Pourtant à la fin du roman, il est difficile de ne pas évoquer le sonnet que Théophile de Viau adressait à la souvenance de son amie Phylis :

Je songeais que Phylis, des enfers revenue,
Belle comme elle était à la clarté du jour,
Voulait que son fantôme encore me fît l'amour
Et que, comme Ixion, j'embrassasse une nue.

Il est vrai que les écrivains et poètes décadents de la fin du XIXe étaient friands d'images morbides. À aucun moment, Wilhem n'apparaît comme un nécrophile et n'est pas atteint par la névrose d'Antinéa. Il espère tout simplement le retour de son amour.

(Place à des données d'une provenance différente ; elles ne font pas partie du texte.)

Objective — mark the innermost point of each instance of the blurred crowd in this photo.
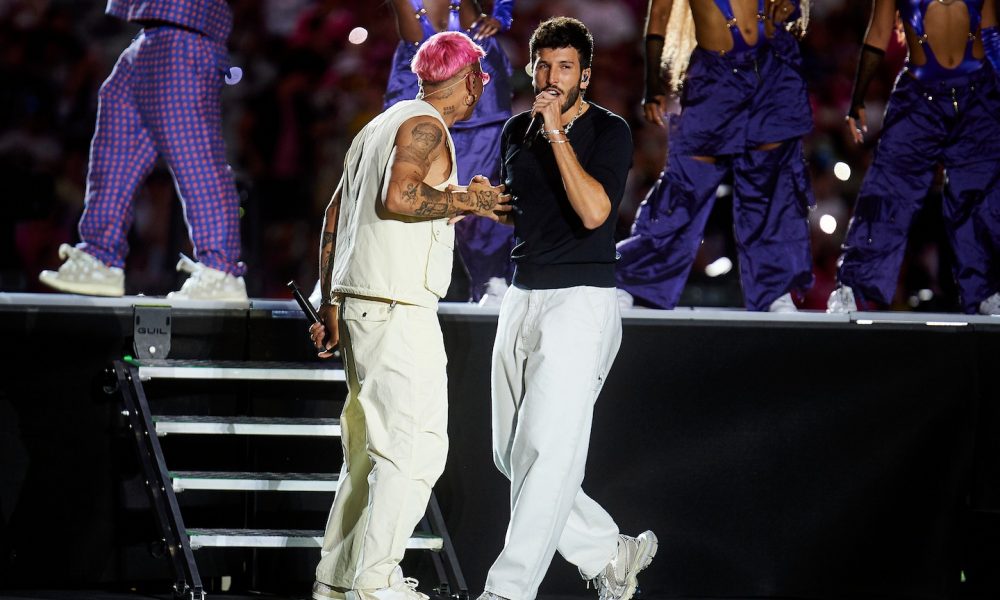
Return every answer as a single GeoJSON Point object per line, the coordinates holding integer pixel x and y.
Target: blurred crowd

Helena est donc un roman à l'écriture soignée à se procurer absolument. Il est recommandé aux amateurs de belle lecture poétique et aux collectionneurs qui l'intercaleront entre les volumes relatifs aux femmes vampires précités.

Notes

[1] Vampire : Il est intéressant également de comparer les commentaires propres au nom masculin dans les différents dictionnaires précédemment consultés. Dans Le Larousse pour tous (1904) il est écrit : « Vampire, issu de l'allemand vampir, d'origine scandinave. Mort que l'on suppose sortir la nuit du tombeau pour sucer le sang des vivants ». Dans le Petit Larive et Fleury (1930), l'interprétation est moins convaincante pour le curieux non initié : « Être imaginaire que l'on supposait sortir des tombeaux pour sucer le sang des vivants ». Dans le Nouveau Petit Larousse (1971) on lit : « Mort qui, suivant la superstition populaire, sort du tombeau pour sucer le sang des vivants ». Et dans le Petit Robert (1978) on trouve en premier commentaire  : « Fantôme sortant la nuit de son tombeau pour aller sucer le sang des vivants ». En résumé, les vampires sont toujours considérés comme des morts se nourrissant des vivants.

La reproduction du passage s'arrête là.